I loathe the names on this return value. This is not my first rodeo and I know that, downstream, these will contaminate variable names and factor levels and show up in public places like plots and tables. Fix names early!
le_lin_fit <- function(dat, offset = 1952) {
the_fit <- lm(lifeExp ~ I(year - offset), dat)

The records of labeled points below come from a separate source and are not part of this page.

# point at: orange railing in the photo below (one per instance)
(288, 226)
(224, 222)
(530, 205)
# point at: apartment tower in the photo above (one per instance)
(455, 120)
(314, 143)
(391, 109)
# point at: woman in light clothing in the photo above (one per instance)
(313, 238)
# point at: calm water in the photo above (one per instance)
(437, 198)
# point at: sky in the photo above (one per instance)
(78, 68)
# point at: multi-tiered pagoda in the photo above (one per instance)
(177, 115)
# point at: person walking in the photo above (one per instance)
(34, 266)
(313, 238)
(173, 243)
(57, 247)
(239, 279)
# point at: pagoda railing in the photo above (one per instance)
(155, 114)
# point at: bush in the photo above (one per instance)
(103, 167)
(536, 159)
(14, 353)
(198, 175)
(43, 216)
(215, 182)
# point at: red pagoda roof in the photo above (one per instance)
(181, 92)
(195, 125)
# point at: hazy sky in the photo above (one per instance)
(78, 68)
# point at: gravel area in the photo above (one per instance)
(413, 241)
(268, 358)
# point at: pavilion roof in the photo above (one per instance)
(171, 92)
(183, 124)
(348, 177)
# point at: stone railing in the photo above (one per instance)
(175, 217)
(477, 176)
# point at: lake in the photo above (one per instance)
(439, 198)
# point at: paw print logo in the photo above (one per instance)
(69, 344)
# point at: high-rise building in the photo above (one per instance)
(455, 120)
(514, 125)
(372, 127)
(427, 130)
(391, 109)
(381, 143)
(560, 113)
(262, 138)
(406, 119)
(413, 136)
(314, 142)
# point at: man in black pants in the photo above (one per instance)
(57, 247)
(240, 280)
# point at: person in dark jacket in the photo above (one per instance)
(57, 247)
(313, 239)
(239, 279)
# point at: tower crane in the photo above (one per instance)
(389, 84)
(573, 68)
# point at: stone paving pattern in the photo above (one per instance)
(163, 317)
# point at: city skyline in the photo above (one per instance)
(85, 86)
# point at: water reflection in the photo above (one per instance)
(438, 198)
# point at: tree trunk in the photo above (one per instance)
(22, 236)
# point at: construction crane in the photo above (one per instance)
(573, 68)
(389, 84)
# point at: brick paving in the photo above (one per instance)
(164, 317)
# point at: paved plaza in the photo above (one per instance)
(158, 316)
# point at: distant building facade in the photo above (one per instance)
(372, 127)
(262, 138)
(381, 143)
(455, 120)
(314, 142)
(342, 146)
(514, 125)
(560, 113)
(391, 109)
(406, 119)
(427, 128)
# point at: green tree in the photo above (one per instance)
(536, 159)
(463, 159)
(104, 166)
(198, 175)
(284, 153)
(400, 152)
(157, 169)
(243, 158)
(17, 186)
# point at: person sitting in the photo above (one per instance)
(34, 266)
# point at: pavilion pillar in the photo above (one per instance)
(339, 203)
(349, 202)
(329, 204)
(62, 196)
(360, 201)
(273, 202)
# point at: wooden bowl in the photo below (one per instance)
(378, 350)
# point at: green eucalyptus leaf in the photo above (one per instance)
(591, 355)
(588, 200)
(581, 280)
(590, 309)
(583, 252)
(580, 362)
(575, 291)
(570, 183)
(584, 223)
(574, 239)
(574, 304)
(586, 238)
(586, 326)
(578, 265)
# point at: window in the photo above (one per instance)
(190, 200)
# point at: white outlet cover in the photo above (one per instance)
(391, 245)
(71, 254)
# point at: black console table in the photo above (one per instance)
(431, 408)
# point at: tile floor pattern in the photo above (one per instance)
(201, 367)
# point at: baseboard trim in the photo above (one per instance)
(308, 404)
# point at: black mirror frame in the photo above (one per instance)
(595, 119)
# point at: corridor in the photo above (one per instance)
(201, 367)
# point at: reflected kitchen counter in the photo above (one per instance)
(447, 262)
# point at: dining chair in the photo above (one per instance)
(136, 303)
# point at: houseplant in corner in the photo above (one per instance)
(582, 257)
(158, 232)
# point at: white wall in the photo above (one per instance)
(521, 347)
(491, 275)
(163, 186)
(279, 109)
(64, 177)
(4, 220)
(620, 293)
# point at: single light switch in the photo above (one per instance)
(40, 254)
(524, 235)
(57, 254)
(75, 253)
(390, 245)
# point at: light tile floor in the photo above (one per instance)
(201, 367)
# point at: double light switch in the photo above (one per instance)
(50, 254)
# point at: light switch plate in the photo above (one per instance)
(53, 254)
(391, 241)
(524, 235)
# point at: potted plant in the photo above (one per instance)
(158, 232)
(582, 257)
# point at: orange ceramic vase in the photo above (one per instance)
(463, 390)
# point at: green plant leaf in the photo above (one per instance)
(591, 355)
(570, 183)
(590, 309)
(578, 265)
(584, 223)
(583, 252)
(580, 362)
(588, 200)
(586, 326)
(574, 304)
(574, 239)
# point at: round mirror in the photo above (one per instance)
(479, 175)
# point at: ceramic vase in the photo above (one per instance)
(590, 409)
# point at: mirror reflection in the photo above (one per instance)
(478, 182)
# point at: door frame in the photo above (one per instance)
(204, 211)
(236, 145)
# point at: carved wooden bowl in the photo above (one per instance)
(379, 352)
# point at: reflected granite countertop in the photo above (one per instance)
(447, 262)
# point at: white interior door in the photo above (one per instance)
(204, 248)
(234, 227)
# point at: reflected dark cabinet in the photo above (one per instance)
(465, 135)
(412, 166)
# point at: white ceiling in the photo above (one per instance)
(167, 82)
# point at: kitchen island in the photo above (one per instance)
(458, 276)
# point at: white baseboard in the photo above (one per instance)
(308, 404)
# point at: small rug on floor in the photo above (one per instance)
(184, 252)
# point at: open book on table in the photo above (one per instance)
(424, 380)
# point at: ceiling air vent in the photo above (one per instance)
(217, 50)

setNames(coef(the_fit), c("intercept", "slope"))
}
le_lin_fit(j_dat)
## intercept slope
## 67.7901282 0.2385014
Much better!
It’s always good to rotate through examples during development. The most common error this will help you catch is when you accidentally hard-wire your example into your function. If you’re paying attention to your informal tests, you will find it creepy that your function returns exactly the same results regardless which input data you give it. This actually happened to me while I was writing this document, I kid you not! I had left j_fit
inside the call to coef()
, instead of switching it to the_fit
. How did I catch that error? I saw the fitted line below, which clearly did not have an intercept in the late 60s and a positive slope, as my first example did. Figures are a mighty weapon in the fight against nonsense. I don’t trust analyses that have few/no figures.
j_country <- "Zimbabwe"
(j_dat <- gapminder %>% filter(country == j_country))
## country continent year lifeExp pop gdpPercap
## 1 Zimbabwe Africa 1952 48.451 3080907 406.8841
## 2 Zimbabwe Africa 1957 50.469 3646340 518.7643
## 3 Zimbabwe Africa 1962 52.358 4277736 527.2722
## 4 Zimbabwe Africa 1967 53.995 4995432 569.7951
## 5 Zimbabwe Africa 1972 55.635 5861135 799.3622
## 6 Zimbabwe Africa 1977 57.674 6642107 685.5877
## 7 Zimbabwe Africa 1982 60.363 7636524 788.8550
## 8 Zimbabwe Africa 1987 62.351 9216418 706.1573
## 9 Zimbabwe Africa 1992 60.377 10704340 693.4208
## 10 Zimbabwe Africa 1997 46.809 11404948 792.4500
## 11 Zimbabwe Africa 2002 39.989 11926563 672.0386
## 12 Zimbabwe Africa 2007 43.487 12311143 469.7093
p <- ggplot(j_dat, aes(x = year, y = lifeExp))
p + geom_point() + geom_smooth(method = "lm", se = FALSE)
le_lin_fit(j_dat)
## intercept slope
## 55.22124359 -0.09302098
The linear fit is comically bad, but yes I believe the visual line and the regression results match up.
It’s also a good idea to clean out the workspace, rerun the minimum amount of code, and retest your function. This will help you catch another common mistake: accidentally relying on objects that were lying around in the workspace during development but that are not actually defined in your function nor passed as formal arguments.
rm(list = ls())
le_lin_fit <- function(dat, offset = 1952) {
the_fit <- lm(lifeExp ~ I(year - offset), dat)
setNames(coef(the_fit), c("intercept", "slope"))
}
le_lin_fit(gapminder %>% filter(country == "Zimbabwe"))
## intercept slope
## 55.22124359 -0.09302098
Yes.
Given how I plan to use this function, I don’t feel the need to put it under formal unit tests or put in argument validity checks. Let’s move on to the exciting part, which is scaling this up to all countries.